Chiamiamo genericamente "capitalismo" il tipo di sistema economico della nostra società. La "civiltà capitalista" è invece il più ampio intreccio di fenomeni sociali, politico-statuali, economici, religiosi e scientifici che hanno concorso a fare del capitalismo un fenomeno storico di durata secolare, da scoprire nella sua evoluzione globale per capire in che mondo viviamo e come possiamo cambiarlo per un domani con meno ingiustizie, conflitti e danni al pianeta che ci ospita.



5 dicembre 2013

La benefica distruzione di un ordine

Con ammirevole candore in una intervista a Die Zeit, riportata su la Repubblica del 5 dicembre, “Padre” Georg Gaenswein, divenuto “per ubbidienza” segretario di Papa Francesco “di giorno”, dopo esserlo stato del dimissionario Ratzinger presso il quale, però, ritorna “di sera”, si dichiara francamente insoddisfatto della piega che hanno preso le cose nella Chiesa Cattolica con la distruzione di un ordine secolare.
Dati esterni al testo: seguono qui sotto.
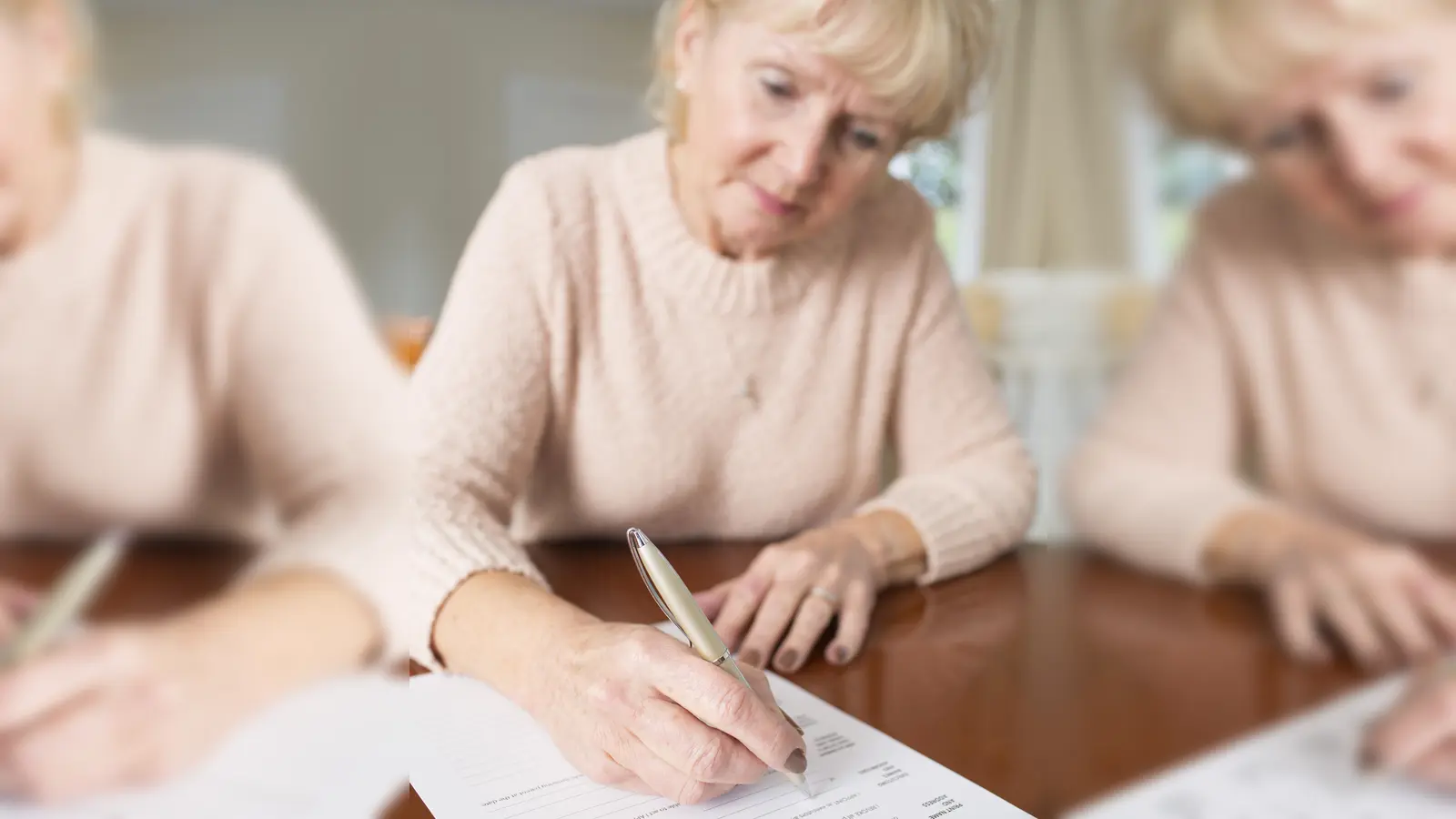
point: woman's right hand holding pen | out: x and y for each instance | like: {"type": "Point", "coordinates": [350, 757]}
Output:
{"type": "Point", "coordinates": [626, 704]}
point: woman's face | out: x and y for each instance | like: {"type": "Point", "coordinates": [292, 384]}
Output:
{"type": "Point", "coordinates": [33, 80]}
{"type": "Point", "coordinates": [1368, 138]}
{"type": "Point", "coordinates": [781, 140]}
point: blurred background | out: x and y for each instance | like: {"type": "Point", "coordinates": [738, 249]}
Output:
{"type": "Point", "coordinates": [1062, 203]}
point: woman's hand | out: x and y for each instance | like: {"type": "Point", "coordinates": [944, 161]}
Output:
{"type": "Point", "coordinates": [1383, 602]}
{"type": "Point", "coordinates": [632, 707]}
{"type": "Point", "coordinates": [1419, 736]}
{"type": "Point", "coordinates": [786, 599]}
{"type": "Point", "coordinates": [114, 709]}
{"type": "Point", "coordinates": [16, 603]}
{"type": "Point", "coordinates": [127, 705]}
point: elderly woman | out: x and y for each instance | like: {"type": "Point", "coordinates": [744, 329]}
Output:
{"type": "Point", "coordinates": [713, 331]}
{"type": "Point", "coordinates": [1289, 417]}
{"type": "Point", "coordinates": [1419, 736]}
{"type": "Point", "coordinates": [181, 350]}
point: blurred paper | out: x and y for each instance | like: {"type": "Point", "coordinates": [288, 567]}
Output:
{"type": "Point", "coordinates": [478, 755]}
{"type": "Point", "coordinates": [335, 751]}
{"type": "Point", "coordinates": [1300, 768]}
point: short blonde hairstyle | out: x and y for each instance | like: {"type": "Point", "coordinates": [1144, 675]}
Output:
{"type": "Point", "coordinates": [925, 57]}
{"type": "Point", "coordinates": [76, 106]}
{"type": "Point", "coordinates": [1205, 62]}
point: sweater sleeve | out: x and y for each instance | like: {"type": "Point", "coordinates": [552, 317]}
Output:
{"type": "Point", "coordinates": [480, 402]}
{"type": "Point", "coordinates": [317, 401]}
{"type": "Point", "coordinates": [966, 481]}
{"type": "Point", "coordinates": [1159, 470]}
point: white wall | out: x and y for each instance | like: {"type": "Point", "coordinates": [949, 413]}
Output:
{"type": "Point", "coordinates": [395, 116]}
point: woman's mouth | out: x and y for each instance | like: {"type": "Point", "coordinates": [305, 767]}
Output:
{"type": "Point", "coordinates": [771, 203]}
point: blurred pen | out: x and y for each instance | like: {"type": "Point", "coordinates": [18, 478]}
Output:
{"type": "Point", "coordinates": [677, 603]}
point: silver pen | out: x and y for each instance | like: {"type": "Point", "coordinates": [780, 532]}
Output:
{"type": "Point", "coordinates": [682, 610]}
{"type": "Point", "coordinates": [72, 595]}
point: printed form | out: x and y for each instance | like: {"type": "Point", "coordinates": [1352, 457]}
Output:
{"type": "Point", "coordinates": [480, 756]}
{"type": "Point", "coordinates": [1305, 768]}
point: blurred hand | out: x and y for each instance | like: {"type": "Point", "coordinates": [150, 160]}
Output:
{"type": "Point", "coordinates": [16, 603]}
{"type": "Point", "coordinates": [632, 707]}
{"type": "Point", "coordinates": [1419, 736]}
{"type": "Point", "coordinates": [1385, 603]}
{"type": "Point", "coordinates": [114, 709]}
{"type": "Point", "coordinates": [786, 599]}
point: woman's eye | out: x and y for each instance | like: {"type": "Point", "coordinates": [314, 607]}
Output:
{"type": "Point", "coordinates": [1390, 87]}
{"type": "Point", "coordinates": [776, 87]}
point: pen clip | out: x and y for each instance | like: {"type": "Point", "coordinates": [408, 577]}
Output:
{"type": "Point", "coordinates": [635, 538]}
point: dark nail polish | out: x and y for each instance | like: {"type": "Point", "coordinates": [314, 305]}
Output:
{"type": "Point", "coordinates": [1368, 761]}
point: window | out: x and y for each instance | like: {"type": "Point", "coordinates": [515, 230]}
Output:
{"type": "Point", "coordinates": [1168, 179]}
{"type": "Point", "coordinates": [1187, 172]}
{"type": "Point", "coordinates": [951, 175]}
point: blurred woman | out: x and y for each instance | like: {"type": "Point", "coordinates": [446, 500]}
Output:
{"type": "Point", "coordinates": [181, 349]}
{"type": "Point", "coordinates": [1289, 419]}
{"type": "Point", "coordinates": [1419, 736]}
{"type": "Point", "coordinates": [713, 331]}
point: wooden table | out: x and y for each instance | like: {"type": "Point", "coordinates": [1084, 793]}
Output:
{"type": "Point", "coordinates": [1065, 676]}
{"type": "Point", "coordinates": [160, 576]}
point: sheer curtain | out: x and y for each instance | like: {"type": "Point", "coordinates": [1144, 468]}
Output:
{"type": "Point", "coordinates": [1056, 189]}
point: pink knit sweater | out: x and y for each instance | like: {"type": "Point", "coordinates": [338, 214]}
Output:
{"type": "Point", "coordinates": [596, 368]}
{"type": "Point", "coordinates": [187, 351]}
{"type": "Point", "coordinates": [1288, 368]}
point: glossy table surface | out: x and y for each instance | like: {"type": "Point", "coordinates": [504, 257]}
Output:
{"type": "Point", "coordinates": [1048, 678]}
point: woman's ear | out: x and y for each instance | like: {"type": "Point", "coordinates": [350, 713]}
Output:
{"type": "Point", "coordinates": [51, 33]}
{"type": "Point", "coordinates": [689, 44]}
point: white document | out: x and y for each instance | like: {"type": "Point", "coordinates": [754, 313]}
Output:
{"type": "Point", "coordinates": [1302, 768]}
{"type": "Point", "coordinates": [335, 751]}
{"type": "Point", "coordinates": [480, 756]}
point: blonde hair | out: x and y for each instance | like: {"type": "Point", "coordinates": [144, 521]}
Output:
{"type": "Point", "coordinates": [922, 56]}
{"type": "Point", "coordinates": [1203, 62]}
{"type": "Point", "coordinates": [75, 106]}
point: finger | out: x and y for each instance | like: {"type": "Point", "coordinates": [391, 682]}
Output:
{"type": "Point", "coordinates": [721, 702]}
{"type": "Point", "coordinates": [1438, 767]}
{"type": "Point", "coordinates": [772, 620]}
{"type": "Point", "coordinates": [1424, 717]}
{"type": "Point", "coordinates": [695, 749]}
{"type": "Point", "coordinates": [1438, 596]}
{"type": "Point", "coordinates": [761, 685]}
{"type": "Point", "coordinates": [1295, 618]}
{"type": "Point", "coordinates": [1395, 612]}
{"type": "Point", "coordinates": [660, 775]}
{"type": "Point", "coordinates": [55, 680]}
{"type": "Point", "coordinates": [77, 751]}
{"type": "Point", "coordinates": [713, 601]}
{"type": "Point", "coordinates": [810, 622]}
{"type": "Point", "coordinates": [1344, 611]}
{"type": "Point", "coordinates": [854, 624]}
{"type": "Point", "coordinates": [737, 611]}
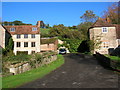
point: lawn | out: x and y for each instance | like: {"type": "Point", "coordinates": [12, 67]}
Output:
{"type": "Point", "coordinates": [20, 79]}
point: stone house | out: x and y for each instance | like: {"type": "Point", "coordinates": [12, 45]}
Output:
{"type": "Point", "coordinates": [26, 38]}
{"type": "Point", "coordinates": [4, 37]}
{"type": "Point", "coordinates": [105, 35]}
{"type": "Point", "coordinates": [49, 44]}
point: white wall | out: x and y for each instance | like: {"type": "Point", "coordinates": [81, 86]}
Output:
{"type": "Point", "coordinates": [29, 40]}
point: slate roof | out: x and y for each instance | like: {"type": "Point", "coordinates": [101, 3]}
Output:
{"type": "Point", "coordinates": [101, 23]}
{"type": "Point", "coordinates": [23, 29]}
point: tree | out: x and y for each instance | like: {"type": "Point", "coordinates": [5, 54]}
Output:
{"type": "Point", "coordinates": [83, 28]}
{"type": "Point", "coordinates": [89, 16]}
{"type": "Point", "coordinates": [16, 22]}
{"type": "Point", "coordinates": [113, 13]}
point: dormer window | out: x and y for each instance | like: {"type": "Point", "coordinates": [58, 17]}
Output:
{"type": "Point", "coordinates": [104, 29]}
{"type": "Point", "coordinates": [25, 35]}
{"type": "Point", "coordinates": [12, 29]}
{"type": "Point", "coordinates": [34, 29]}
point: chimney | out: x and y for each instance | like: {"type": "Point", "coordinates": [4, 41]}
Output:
{"type": "Point", "coordinates": [38, 23]}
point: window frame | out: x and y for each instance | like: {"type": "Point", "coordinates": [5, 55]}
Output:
{"type": "Point", "coordinates": [25, 44]}
{"type": "Point", "coordinates": [105, 44]}
{"type": "Point", "coordinates": [34, 28]}
{"type": "Point", "coordinates": [103, 30]}
{"type": "Point", "coordinates": [12, 29]}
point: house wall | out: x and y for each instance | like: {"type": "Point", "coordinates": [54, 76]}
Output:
{"type": "Point", "coordinates": [2, 37]}
{"type": "Point", "coordinates": [109, 37]}
{"type": "Point", "coordinates": [48, 47]}
{"type": "Point", "coordinates": [29, 40]}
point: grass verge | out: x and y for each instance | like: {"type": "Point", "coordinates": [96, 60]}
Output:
{"type": "Point", "coordinates": [20, 79]}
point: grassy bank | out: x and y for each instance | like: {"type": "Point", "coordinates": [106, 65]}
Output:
{"type": "Point", "coordinates": [17, 80]}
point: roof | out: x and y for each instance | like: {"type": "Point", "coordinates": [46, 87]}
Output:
{"type": "Point", "coordinates": [102, 23]}
{"type": "Point", "coordinates": [23, 29]}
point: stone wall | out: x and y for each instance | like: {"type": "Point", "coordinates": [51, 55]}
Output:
{"type": "Point", "coordinates": [26, 66]}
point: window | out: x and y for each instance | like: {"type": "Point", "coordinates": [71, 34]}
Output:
{"type": "Point", "coordinates": [33, 36]}
{"type": "Point", "coordinates": [104, 29]}
{"type": "Point", "coordinates": [12, 29]}
{"type": "Point", "coordinates": [18, 44]}
{"type": "Point", "coordinates": [32, 44]}
{"type": "Point", "coordinates": [18, 36]}
{"type": "Point", "coordinates": [25, 44]}
{"type": "Point", "coordinates": [105, 44]}
{"type": "Point", "coordinates": [34, 29]}
{"type": "Point", "coordinates": [25, 35]}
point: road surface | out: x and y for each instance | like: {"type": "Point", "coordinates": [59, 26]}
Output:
{"type": "Point", "coordinates": [79, 71]}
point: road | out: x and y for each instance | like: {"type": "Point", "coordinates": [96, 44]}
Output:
{"type": "Point", "coordinates": [79, 71]}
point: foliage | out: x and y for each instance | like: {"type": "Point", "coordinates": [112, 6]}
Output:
{"type": "Point", "coordinates": [89, 16]}
{"type": "Point", "coordinates": [20, 79]}
{"type": "Point", "coordinates": [113, 13]}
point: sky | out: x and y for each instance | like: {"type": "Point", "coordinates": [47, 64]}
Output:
{"type": "Point", "coordinates": [53, 13]}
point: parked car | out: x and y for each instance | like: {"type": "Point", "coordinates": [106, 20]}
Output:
{"type": "Point", "coordinates": [62, 51]}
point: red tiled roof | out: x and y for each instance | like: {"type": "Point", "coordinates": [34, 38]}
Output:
{"type": "Point", "coordinates": [23, 29]}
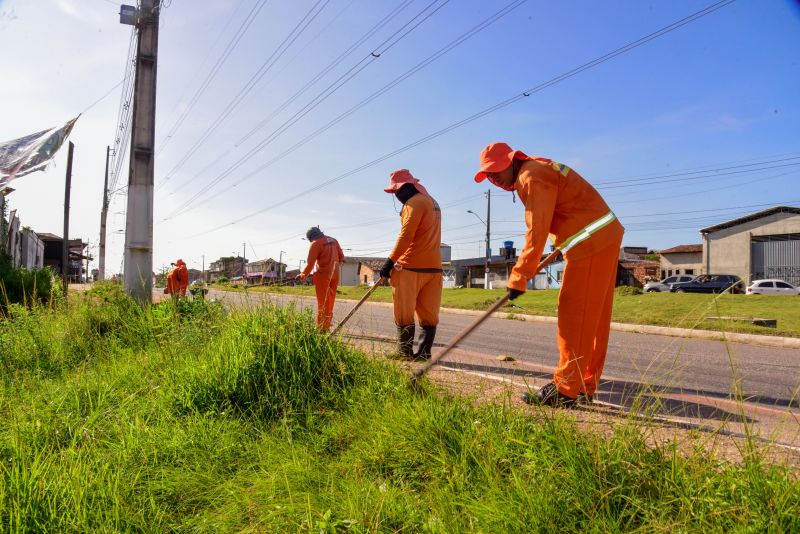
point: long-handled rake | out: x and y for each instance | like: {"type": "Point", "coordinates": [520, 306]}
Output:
{"type": "Point", "coordinates": [358, 305]}
{"type": "Point", "coordinates": [419, 373]}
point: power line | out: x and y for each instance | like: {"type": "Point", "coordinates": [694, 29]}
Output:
{"type": "Point", "coordinates": [419, 66]}
{"type": "Point", "coordinates": [396, 37]}
{"type": "Point", "coordinates": [698, 175]}
{"type": "Point", "coordinates": [298, 30]}
{"type": "Point", "coordinates": [500, 105]}
{"type": "Point", "coordinates": [338, 60]}
{"type": "Point", "coordinates": [341, 57]}
{"type": "Point", "coordinates": [227, 51]}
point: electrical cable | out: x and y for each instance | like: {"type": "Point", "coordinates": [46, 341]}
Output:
{"type": "Point", "coordinates": [321, 97]}
{"type": "Point", "coordinates": [419, 66]}
{"type": "Point", "coordinates": [227, 51]}
{"type": "Point", "coordinates": [500, 105]}
{"type": "Point", "coordinates": [265, 67]}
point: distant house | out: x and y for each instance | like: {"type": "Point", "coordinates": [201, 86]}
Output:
{"type": "Point", "coordinates": [369, 271]}
{"type": "Point", "coordinates": [77, 256]}
{"type": "Point", "coordinates": [637, 272]}
{"type": "Point", "coordinates": [632, 253]}
{"type": "Point", "coordinates": [267, 270]}
{"type": "Point", "coordinates": [683, 259]}
{"type": "Point", "coordinates": [226, 267]}
{"type": "Point", "coordinates": [765, 244]}
{"type": "Point", "coordinates": [357, 270]}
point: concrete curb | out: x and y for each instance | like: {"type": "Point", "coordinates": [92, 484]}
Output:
{"type": "Point", "coordinates": [750, 339]}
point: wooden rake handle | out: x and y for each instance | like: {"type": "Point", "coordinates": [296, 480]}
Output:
{"type": "Point", "coordinates": [419, 373]}
{"type": "Point", "coordinates": [358, 305]}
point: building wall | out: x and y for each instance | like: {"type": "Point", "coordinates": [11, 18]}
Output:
{"type": "Point", "coordinates": [348, 273]}
{"type": "Point", "coordinates": [681, 262]}
{"type": "Point", "coordinates": [727, 251]}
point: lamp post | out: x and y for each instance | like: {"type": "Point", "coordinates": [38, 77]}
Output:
{"type": "Point", "coordinates": [488, 250]}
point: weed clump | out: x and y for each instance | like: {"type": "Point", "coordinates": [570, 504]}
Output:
{"type": "Point", "coordinates": [268, 364]}
{"type": "Point", "coordinates": [627, 291]}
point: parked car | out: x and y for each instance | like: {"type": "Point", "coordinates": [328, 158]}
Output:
{"type": "Point", "coordinates": [666, 284]}
{"type": "Point", "coordinates": [771, 287]}
{"type": "Point", "coordinates": [711, 283]}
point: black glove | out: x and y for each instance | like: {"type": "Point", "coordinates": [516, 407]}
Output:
{"type": "Point", "coordinates": [513, 293]}
{"type": "Point", "coordinates": [386, 270]}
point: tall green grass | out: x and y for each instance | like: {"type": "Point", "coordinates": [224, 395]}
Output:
{"type": "Point", "coordinates": [183, 417]}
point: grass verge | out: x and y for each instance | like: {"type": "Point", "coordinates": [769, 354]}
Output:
{"type": "Point", "coordinates": [183, 417]}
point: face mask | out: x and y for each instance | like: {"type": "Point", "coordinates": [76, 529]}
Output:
{"type": "Point", "coordinates": [506, 188]}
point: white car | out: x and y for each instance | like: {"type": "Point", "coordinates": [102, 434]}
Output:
{"type": "Point", "coordinates": [771, 287]}
{"type": "Point", "coordinates": [666, 284]}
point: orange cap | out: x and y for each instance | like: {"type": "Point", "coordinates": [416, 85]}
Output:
{"type": "Point", "coordinates": [399, 178]}
{"type": "Point", "coordinates": [496, 158]}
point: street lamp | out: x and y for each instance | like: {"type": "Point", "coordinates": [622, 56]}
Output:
{"type": "Point", "coordinates": [488, 250]}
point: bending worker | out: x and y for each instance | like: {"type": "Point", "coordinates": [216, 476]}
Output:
{"type": "Point", "coordinates": [560, 203]}
{"type": "Point", "coordinates": [414, 266]}
{"type": "Point", "coordinates": [177, 279]}
{"type": "Point", "coordinates": [326, 254]}
{"type": "Point", "coordinates": [181, 276]}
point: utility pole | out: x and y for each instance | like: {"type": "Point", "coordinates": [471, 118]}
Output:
{"type": "Point", "coordinates": [139, 216]}
{"type": "Point", "coordinates": [65, 240]}
{"type": "Point", "coordinates": [101, 267]}
{"type": "Point", "coordinates": [88, 253]}
{"type": "Point", "coordinates": [488, 243]}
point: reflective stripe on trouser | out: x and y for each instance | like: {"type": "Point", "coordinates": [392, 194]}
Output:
{"type": "Point", "coordinates": [325, 285]}
{"type": "Point", "coordinates": [417, 294]}
{"type": "Point", "coordinates": [587, 232]}
{"type": "Point", "coordinates": [584, 320]}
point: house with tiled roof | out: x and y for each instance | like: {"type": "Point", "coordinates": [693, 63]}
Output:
{"type": "Point", "coordinates": [682, 259]}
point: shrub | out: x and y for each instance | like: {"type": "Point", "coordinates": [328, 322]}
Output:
{"type": "Point", "coordinates": [22, 286]}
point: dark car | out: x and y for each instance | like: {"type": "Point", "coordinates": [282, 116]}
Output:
{"type": "Point", "coordinates": [711, 283]}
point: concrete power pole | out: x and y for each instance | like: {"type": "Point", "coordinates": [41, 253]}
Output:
{"type": "Point", "coordinates": [488, 245]}
{"type": "Point", "coordinates": [101, 261]}
{"type": "Point", "coordinates": [139, 217]}
{"type": "Point", "coordinates": [65, 240]}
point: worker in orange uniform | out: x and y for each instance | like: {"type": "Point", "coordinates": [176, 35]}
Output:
{"type": "Point", "coordinates": [560, 204]}
{"type": "Point", "coordinates": [326, 254]}
{"type": "Point", "coordinates": [182, 277]}
{"type": "Point", "coordinates": [177, 279]}
{"type": "Point", "coordinates": [414, 266]}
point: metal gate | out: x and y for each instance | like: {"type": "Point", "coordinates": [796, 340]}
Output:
{"type": "Point", "coordinates": [776, 256]}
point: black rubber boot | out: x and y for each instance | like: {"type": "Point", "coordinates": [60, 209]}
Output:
{"type": "Point", "coordinates": [425, 343]}
{"type": "Point", "coordinates": [549, 396]}
{"type": "Point", "coordinates": [405, 341]}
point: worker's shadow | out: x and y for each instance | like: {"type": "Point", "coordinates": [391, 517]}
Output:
{"type": "Point", "coordinates": [646, 399]}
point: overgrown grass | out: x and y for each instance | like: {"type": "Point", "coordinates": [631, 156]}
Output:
{"type": "Point", "coordinates": [183, 417]}
{"type": "Point", "coordinates": [684, 310]}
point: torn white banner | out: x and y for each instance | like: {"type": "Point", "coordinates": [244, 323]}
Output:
{"type": "Point", "coordinates": [31, 153]}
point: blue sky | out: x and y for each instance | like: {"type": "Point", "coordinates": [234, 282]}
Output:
{"type": "Point", "coordinates": [720, 92]}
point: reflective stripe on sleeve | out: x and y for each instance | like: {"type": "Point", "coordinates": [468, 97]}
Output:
{"type": "Point", "coordinates": [587, 232]}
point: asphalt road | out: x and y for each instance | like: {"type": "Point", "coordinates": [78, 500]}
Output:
{"type": "Point", "coordinates": [682, 367]}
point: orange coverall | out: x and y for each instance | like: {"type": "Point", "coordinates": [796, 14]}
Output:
{"type": "Point", "coordinates": [182, 278]}
{"type": "Point", "coordinates": [172, 283]}
{"type": "Point", "coordinates": [418, 247]}
{"type": "Point", "coordinates": [560, 203]}
{"type": "Point", "coordinates": [326, 254]}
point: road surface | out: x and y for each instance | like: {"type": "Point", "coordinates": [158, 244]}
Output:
{"type": "Point", "coordinates": [693, 379]}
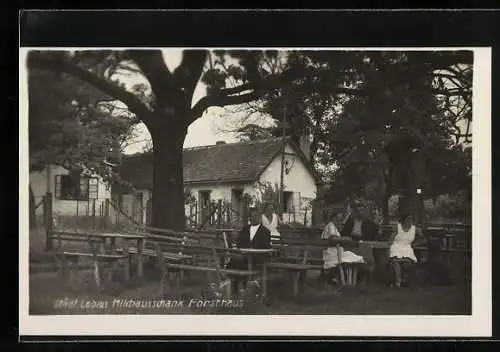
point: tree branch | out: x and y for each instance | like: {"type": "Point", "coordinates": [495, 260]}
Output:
{"type": "Point", "coordinates": [154, 68]}
{"type": "Point", "coordinates": [188, 73]}
{"type": "Point", "coordinates": [220, 100]}
{"type": "Point", "coordinates": [134, 104]}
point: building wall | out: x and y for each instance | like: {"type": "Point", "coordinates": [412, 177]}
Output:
{"type": "Point", "coordinates": [299, 181]}
{"type": "Point", "coordinates": [44, 182]}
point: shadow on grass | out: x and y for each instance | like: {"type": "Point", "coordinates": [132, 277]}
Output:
{"type": "Point", "coordinates": [50, 295]}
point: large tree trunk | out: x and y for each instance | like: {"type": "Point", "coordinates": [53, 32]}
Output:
{"type": "Point", "coordinates": [32, 210]}
{"type": "Point", "coordinates": [385, 207]}
{"type": "Point", "coordinates": [168, 181]}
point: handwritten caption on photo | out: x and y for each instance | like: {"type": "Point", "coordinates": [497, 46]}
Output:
{"type": "Point", "coordinates": [133, 303]}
Ma sì, insoddisfatto perché prima Georg si sentiva “un alto sacerdote della tradizione” mentre ora, evidentemente, è diventato un basso prelato di una rivoluzione. Ma di una che nel suo intimo, e poi pubblicamente sulla stampa conservatrice tedesca, Georg ravvisa come contraria al “concentrato di saggezza della Chiesa” rappresentato, secondo il suo giudizio, dal passato pontificato di Ratzinger. Ma bravo Georg, ci volevano lui e la sua preziosa testimonianza per darci la conferma, la triste conferma, che il germanesimo non si stanca di essere reazionario. Come se, per fare un solo esempio, la rivoluzionaria Rosa Luxenburg, assassinata nel gennaio 1919 dai soldati di un governo socialdemocratico tedesco, fosse stata una degli ultimi esemplari di una razza poi estinta. Per carità, lei era una comunista, e noi siamo stati avvisati dalla Storia che quel movimento avrebbe poi partorito uno Stalin, mentre la Germania si contentava di produrre un Hitler e noi, ancora più modestamente all’italiana, un Mussolini. E va bene, però ci si ricordi in Europa che in Italia è stato posto riparo a quella imperdonabile follia con la Resistenza, e dunque con il sacrificio di centinaia di martiri partigiani, assassinati dai nazisti e dai fascisti loro complici, durante l’occupazione tedesca del nostro Nord nel 1944. Invece, purtroppo, una Resistenza in Germania non c’è stata, eccetto il sacrificio di alcuni organizzatori del fallito complotto per assassinare il Fuhrer. Peccato, sia per i tedeschi che per tutti gli europei che hanno poi tanto volentieri accolto, insieme all’Italia, anche la Germania nella UE, seppellendo il ricordo delle nefandezze nazifasciste nel fossa comune della storia insieme ai resti di tanti altri assolutismi. Ma, cittadini tedeschi, vogliate almeno ricordare che fra i principali fondatori della UE c’è stato, assieme ad Alcide De Gasperi e a Jean Monet, il vostro Konrad Adenauer. Cosa direbbe oggi di questo vostro sprezzante europeismo Germano-centrico che occulta un nazionalismo adatto al capitalismo globale?